Design and implement a contextual AI security architecture built on existing and new investments and tailored to organization-specific risks. This includes AI gateways, MCP gateways, identity controls, and continuous red teaming capabilities, to name a few.

Validation

Validate the effectiveness of AI security controls through AI-specific penetration testing, establishing a strong foundation for continuous automated red teaming and ongoing assurance.

Final Thoughts

The Lilli breach is a case study in what happens when organizations treat AI platform security as an extension of traditional application security. SQL injection went undetected for over two years in a platform built by one of the world’s most well-resourced organizations because the integration layer, where tools connect to models, prompts govern behavior, and memory accumulates institutional knowledge, was not treated as a first-class security surface.

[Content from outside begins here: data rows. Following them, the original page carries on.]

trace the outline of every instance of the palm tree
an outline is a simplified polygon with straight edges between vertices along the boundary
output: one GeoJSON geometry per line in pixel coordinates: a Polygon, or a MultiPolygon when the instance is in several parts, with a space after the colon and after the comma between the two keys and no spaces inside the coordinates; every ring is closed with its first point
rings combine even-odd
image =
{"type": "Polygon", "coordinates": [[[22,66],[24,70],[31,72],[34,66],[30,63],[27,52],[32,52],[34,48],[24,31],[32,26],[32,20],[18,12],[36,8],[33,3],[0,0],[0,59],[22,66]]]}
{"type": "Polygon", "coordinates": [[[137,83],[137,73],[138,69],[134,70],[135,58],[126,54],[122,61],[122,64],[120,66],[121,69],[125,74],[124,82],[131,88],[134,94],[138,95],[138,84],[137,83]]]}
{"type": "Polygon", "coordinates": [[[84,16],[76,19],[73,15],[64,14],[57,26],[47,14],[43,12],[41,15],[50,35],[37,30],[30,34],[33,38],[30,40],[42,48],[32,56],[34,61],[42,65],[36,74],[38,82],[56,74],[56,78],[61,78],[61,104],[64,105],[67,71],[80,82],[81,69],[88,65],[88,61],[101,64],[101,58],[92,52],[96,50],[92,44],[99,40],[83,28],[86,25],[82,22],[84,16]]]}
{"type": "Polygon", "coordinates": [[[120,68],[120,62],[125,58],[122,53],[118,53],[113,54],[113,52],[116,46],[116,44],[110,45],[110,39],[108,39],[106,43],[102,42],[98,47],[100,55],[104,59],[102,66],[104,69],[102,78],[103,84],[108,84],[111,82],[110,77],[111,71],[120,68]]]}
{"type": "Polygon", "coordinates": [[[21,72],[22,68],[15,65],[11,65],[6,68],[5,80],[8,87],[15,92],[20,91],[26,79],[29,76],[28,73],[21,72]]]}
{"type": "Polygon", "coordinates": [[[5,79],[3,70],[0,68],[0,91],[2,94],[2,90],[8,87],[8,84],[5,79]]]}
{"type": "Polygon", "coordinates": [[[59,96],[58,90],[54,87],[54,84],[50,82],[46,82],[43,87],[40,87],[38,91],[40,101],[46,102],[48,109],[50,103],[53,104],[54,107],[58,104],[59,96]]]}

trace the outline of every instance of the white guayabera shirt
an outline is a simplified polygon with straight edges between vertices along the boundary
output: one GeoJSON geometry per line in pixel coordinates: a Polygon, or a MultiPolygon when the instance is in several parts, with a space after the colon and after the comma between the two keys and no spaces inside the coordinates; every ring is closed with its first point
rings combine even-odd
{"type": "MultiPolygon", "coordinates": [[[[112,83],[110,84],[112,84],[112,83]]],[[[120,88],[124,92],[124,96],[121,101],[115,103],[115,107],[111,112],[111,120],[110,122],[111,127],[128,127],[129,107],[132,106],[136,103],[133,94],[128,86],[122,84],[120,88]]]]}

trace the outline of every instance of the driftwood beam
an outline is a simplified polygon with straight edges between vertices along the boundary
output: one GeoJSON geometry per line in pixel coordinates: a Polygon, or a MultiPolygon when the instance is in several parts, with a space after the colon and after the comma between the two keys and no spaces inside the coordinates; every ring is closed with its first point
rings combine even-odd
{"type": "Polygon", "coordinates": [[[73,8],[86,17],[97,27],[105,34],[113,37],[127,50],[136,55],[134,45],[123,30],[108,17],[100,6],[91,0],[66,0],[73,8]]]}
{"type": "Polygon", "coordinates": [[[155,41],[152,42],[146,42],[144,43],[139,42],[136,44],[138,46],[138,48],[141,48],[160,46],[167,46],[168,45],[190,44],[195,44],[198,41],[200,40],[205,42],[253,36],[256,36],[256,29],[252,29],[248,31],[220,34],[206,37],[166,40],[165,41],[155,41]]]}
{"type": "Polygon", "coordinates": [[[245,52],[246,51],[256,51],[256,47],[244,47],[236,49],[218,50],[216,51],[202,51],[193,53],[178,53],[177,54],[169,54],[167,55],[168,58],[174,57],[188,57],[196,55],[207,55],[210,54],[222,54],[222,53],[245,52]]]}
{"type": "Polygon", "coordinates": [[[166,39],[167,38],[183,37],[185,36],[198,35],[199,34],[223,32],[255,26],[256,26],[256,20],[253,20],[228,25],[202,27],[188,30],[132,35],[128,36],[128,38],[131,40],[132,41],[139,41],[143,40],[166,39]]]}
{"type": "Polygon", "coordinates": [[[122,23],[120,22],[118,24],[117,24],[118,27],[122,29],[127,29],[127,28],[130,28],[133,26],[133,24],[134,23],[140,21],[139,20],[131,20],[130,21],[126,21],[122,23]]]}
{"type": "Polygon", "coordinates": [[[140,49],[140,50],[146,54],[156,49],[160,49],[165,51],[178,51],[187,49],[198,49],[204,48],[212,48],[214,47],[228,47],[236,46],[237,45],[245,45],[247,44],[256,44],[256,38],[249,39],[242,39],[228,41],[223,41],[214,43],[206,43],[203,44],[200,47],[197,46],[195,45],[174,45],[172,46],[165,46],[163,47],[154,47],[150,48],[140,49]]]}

The five controls presented here are not theoretical abstractions. Applied to Lilli, any single one would have significantly limited the breach. Applied together, the attack chain never gets past step one. But the Lilli scenario, a single autonomous agent attacking a single AI platform, is the simple case. The next frontier is multi-agent systems attacking multi-agent systems: autonomous offensive agents probing architectures where dozens of defensive agents share tools, memory, and execution privileges across organizational boundaries. The OWASP Agentic Top 10 already anticipates this with ASI07 (inter-agent communication), ASI08 (cascading failures), and ASI10 (rogue agents). The organizations that build their security architecture now, before the complexity compounds, will be the ones that can scale agentic AI without scaling their risk surface alongside it.

References

How We Hacked McKinsey’s AI Platform. CodeWall. (2026, March 9). codewall.ai/blog/how-we-hacked-mckinseys-ai-platform

AgenticCyOps: Securing Multi-Agentic AI Integration in Enterprise Cyber Operations. Mitra, S., Patel, R., Mittal, S., Rahman, M. R., & Rahimi, S. (2026). arXiv:2603.09134v1. University of Alabama.

OWASP Top 10 for Agentic Applications 2026. OWASP GenAI Security Project. (2025, December 10). genai.owasp.org

About the author

Felix Vargas

Senior Director, Security Specialist, Solution Engineering

Felix Vargas is a senior leader in AHEAD’s security practice, advising enterprises on modernizing their defenses across cloud, data center and AI-powered environments. He specializes in zero trust architecture, secure-by-design infrastructure and aligning cybersecurity strategy with business outcomes, and frequently works with customers building on NVIDIA technologies. Felix has more than 15 years of experience helping organizations reduce risk while accelerating innovation, and is a regular speaker on emerging threats, AI security, and the future of cyber resilience.